Scaling a Web Service: Load Balancing

This post is going to look at one aspect of how sites like Facebook handle billions of requests and stay highly available: load balancing.

What is a load balancer?

A load balancer is a device that distributes work across many resources (usually computers). They are generally used to increase capacity and reliability.

In order to talk about load balancing in a general way, I make two assumptions about the service being scaled:

I can start as many instances of it as I want
Any request can go to any instance

The first assumption means that the service is stateless (or has shared state in something like a Redis cluster). The second assumption is not necessary in practice (because of things like sticky load balancing), but I assume it for the sake of simplicity in this post.

Here are the load balancing techniques I'm going to talk about:

Layer 7 load balancing (HTTP, HTTPS, WS)
Layer 4 load balancing (TCP, UDP)
Layer 3 load balancing
DNS load balancing
Manually load balancing with multiple subdomains
Anycast

and some miscellaneous topics at the end:

Latency and Throughput
Direct Server Return

These techniques are vaguely ordered as "steps" to take as a site gets more traffic.
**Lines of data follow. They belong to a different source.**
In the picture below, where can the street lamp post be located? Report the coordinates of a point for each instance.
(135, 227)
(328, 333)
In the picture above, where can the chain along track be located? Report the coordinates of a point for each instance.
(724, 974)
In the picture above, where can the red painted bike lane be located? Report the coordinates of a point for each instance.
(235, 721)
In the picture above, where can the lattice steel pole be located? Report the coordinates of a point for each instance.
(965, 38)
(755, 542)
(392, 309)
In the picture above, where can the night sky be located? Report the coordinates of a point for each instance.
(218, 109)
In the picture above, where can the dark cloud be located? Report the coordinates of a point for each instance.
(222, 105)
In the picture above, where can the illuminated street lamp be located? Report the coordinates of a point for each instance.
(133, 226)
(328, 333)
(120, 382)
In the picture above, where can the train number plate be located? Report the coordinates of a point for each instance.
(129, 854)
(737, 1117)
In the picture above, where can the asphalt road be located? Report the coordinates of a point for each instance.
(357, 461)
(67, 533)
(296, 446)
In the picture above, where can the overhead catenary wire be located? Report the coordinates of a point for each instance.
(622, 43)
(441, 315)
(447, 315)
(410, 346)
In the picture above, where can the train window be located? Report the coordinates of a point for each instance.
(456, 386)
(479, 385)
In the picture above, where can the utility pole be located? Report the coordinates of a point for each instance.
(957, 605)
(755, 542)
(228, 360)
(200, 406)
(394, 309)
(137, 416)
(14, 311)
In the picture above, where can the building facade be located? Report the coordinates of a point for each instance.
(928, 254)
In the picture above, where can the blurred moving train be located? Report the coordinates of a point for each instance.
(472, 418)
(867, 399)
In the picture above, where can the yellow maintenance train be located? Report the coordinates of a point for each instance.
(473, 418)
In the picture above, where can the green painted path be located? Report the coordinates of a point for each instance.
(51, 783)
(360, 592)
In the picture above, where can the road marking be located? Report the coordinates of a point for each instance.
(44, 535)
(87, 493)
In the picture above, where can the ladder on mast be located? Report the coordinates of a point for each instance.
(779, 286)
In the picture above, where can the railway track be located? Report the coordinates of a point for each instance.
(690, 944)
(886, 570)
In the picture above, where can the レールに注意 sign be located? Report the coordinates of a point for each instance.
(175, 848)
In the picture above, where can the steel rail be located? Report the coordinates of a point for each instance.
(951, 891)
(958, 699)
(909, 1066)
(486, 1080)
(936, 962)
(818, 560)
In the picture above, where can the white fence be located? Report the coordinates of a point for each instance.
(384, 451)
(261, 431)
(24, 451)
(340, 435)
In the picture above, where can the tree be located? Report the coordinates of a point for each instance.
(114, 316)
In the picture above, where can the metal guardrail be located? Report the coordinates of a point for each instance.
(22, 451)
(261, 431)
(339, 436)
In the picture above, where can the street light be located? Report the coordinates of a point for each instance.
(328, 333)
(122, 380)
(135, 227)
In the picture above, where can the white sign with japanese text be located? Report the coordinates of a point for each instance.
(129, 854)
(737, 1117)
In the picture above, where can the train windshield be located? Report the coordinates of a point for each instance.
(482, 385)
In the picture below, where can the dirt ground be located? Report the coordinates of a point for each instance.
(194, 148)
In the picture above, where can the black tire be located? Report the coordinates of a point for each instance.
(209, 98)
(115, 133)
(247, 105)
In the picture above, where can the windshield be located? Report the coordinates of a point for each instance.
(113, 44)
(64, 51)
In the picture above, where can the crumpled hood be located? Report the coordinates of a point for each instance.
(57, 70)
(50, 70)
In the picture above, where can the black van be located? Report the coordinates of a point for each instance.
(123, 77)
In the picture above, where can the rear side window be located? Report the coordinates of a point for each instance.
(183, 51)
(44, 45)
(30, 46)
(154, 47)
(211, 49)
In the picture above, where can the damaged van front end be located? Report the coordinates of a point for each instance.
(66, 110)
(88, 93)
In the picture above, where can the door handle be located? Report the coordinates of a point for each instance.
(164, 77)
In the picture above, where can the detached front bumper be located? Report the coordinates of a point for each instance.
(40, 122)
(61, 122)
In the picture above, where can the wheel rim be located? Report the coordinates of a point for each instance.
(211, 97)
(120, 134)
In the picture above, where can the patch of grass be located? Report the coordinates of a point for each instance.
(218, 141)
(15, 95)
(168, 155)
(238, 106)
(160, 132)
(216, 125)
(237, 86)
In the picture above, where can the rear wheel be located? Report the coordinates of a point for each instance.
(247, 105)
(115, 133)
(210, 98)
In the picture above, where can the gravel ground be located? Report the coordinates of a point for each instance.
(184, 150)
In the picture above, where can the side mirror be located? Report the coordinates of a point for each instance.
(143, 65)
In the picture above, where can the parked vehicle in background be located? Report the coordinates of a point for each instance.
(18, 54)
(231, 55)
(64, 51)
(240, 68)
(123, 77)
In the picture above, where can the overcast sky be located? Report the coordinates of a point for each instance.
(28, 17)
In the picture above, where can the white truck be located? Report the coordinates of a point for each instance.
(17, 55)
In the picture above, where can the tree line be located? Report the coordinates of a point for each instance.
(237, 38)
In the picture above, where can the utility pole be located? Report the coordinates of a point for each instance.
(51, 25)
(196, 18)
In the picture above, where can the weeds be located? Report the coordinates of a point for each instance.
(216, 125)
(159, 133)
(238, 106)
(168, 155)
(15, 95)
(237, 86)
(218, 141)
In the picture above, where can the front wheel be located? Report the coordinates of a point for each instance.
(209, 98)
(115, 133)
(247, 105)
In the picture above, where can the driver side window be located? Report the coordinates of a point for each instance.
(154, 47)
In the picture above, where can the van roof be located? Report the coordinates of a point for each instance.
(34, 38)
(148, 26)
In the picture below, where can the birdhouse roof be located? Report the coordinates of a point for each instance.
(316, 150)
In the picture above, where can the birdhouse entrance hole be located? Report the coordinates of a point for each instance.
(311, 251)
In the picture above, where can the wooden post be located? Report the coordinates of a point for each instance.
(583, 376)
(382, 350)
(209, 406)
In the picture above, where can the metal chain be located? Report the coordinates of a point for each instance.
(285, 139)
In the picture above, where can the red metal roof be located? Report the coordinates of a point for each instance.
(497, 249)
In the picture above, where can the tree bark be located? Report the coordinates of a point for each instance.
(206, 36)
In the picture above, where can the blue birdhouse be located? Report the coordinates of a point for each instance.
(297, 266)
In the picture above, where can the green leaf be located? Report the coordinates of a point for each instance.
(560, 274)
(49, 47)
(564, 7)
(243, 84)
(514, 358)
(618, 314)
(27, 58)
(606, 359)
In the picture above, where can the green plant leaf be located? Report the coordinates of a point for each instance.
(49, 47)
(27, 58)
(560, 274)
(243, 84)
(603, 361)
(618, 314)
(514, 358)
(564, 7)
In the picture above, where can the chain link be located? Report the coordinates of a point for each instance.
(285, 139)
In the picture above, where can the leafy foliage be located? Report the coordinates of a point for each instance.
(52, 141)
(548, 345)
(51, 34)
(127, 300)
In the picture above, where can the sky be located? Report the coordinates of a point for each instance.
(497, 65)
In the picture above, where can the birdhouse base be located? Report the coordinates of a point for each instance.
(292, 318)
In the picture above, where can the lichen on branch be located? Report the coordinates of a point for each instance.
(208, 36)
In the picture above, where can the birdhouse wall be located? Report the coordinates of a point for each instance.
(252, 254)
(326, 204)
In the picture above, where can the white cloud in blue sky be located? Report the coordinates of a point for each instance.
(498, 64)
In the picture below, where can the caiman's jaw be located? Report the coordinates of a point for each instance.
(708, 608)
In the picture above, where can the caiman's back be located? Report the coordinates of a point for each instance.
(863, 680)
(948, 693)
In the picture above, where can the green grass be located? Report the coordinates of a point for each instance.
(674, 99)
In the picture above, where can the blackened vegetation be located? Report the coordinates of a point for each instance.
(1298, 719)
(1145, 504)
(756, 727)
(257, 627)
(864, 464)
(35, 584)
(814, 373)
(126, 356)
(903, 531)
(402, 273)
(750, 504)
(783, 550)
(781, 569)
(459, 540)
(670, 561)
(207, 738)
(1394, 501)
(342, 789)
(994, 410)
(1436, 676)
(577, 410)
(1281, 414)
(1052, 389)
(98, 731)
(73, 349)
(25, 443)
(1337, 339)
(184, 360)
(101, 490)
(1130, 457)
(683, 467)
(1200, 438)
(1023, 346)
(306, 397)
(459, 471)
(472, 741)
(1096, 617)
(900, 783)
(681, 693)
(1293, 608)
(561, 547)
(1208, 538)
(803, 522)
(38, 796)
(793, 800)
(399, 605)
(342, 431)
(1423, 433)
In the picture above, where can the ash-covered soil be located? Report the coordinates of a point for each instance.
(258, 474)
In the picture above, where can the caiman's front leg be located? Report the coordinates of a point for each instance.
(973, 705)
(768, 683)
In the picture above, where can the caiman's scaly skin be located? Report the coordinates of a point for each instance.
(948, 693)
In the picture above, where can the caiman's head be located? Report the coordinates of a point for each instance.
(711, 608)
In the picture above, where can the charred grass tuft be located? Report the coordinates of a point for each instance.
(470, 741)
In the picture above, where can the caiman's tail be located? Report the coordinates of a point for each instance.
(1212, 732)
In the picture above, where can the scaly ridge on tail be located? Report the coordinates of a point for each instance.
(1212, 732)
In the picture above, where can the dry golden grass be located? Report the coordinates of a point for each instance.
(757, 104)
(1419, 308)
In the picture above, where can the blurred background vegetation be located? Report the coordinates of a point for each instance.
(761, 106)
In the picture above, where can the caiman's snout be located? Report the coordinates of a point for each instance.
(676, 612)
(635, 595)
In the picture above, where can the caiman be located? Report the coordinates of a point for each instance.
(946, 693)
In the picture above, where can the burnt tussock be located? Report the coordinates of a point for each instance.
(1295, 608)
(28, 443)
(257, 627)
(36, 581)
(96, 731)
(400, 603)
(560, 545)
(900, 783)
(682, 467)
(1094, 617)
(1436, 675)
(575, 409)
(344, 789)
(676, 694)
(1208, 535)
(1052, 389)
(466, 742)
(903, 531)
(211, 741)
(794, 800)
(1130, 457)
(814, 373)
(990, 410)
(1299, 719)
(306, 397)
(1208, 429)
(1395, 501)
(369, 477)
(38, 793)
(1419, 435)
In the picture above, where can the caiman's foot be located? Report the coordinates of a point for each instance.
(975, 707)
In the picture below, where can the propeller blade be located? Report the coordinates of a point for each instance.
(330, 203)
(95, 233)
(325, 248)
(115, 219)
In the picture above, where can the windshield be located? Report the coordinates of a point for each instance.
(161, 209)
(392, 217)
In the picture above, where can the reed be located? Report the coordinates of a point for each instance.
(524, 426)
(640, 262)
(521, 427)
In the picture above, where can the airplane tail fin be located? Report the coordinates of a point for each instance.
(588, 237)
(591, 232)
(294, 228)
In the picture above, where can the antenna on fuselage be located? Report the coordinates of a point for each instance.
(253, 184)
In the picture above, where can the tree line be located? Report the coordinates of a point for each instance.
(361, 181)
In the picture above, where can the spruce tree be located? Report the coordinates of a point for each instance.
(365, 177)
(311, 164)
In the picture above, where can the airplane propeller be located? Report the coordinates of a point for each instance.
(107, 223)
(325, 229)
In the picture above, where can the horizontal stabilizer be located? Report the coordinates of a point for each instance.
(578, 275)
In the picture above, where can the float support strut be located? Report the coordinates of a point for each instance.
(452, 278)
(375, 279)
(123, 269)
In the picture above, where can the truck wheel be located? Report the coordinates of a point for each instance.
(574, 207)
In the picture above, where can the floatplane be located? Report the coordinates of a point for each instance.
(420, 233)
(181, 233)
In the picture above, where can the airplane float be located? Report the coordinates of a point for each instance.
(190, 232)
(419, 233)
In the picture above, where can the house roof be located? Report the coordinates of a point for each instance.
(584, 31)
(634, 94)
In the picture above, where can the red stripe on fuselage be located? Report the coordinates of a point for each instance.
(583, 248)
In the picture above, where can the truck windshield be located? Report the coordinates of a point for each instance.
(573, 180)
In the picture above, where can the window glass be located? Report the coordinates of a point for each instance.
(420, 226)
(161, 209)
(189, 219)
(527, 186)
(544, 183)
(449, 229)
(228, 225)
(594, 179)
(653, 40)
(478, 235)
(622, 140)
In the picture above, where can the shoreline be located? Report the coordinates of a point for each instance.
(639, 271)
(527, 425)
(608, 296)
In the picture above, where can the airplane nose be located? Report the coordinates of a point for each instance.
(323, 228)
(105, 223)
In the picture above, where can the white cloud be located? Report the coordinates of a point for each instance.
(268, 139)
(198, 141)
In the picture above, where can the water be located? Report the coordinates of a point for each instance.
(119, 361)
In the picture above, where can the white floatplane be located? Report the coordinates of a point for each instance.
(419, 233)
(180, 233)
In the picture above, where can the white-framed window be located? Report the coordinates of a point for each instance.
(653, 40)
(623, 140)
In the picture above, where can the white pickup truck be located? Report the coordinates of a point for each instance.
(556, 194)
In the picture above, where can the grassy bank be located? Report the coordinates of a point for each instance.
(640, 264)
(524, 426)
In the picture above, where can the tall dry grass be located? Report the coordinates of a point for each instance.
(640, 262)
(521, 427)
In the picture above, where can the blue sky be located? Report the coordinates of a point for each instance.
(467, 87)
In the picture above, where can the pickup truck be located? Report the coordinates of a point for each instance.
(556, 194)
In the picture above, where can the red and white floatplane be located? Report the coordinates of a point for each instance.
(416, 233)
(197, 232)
For example, Layer 7 load balancing would be the first thing to do (much earlier than Anycast). The first three techniques help with throughput and availability, but still have a single point of failure. The remaining three techniques remove this single point of failure while also increasing throughput.

To help us understand load balancing, we're going to look at a simple service that we want to scale.

Note: Each scaling technique is accompanied by a non-technical analogy to purchasing items at a store. These analogies are a simplified representation of the idea behind the technique and may not be entirely accurate.

The service

Let's pretend we're building a service that we want to scale. It might look something like this:

This system won't be able to handle a lot of traffic and if it goes down, the whole application goes down.

Analogy:

You go to the only checkout line in the store
You purchase your items
- If there isn't a cashier there, you can't make your purchase

Layer 7 load balancing

The first technique to start handling more traffic is to use Layer 7 load balancing. Layer 7 is the application layer. This includes HTTP, HTTPS, and WebSockets. A very popular and battle-tested Layer 7 load balancer is Nginx. Let's see how that'll help us scale up:

Note that we can actually load balance across tens or hundreds of service instances using this technique. The image above just shows two as an example.

Analogy:

An employee of the store directs you to a specific checkout line (with a cashier)
You purchase your items

Tools:

Nginx
HAProxy

Notes:

This is also where we'd terminate SSL

Layer 4 load balancing

The previous technique will help us handle a lot of traffic, but if we need to handle even more traffic, Layer 4 load balancing could be helpful. Layer 4 is the transport layer. This includes TCP and UDP. Some popular Layer 4 load balancers are HAProxy (which can do Layer 7 load balancing as well) and IPVS. Let's see how they'll help us scale up:

Layer 7 load balancing + Layer 4 load balancing should be able to handle more than enough traffic for most cases. However, we still need to worry about availability. The single point of failure here is the layer 4 load balancer. We'll fix this in the DNS load balancing section below.

Analogy:

There are separate checkout areas for people based on their membership number
- For example, if your membership number is divisible by two, go to the checkout near electronics, otherwise go to the one near food
Once you get to the right checkout area, an employee of the store directs you to a specific checkout line
You purchase your items

Tools:

HAProxy
IPVS

Layer 3 load balancing

If we need to scale up even more, we probably should add Layer 3 load balancing. This is more complicated than the first two techniques. Layer three is the network layer, which includes IPv4 and IPv6. Here's how Layer 3 load balancing could look:

To understand how this works, we first need a little background on ECMP (equal cost multi path routing). ECMP is generally used when there are multiple equal cost paths to the same destination. Very broadly, it allows the router or switch to send packets to the destination over different links (allowing for higher throughput).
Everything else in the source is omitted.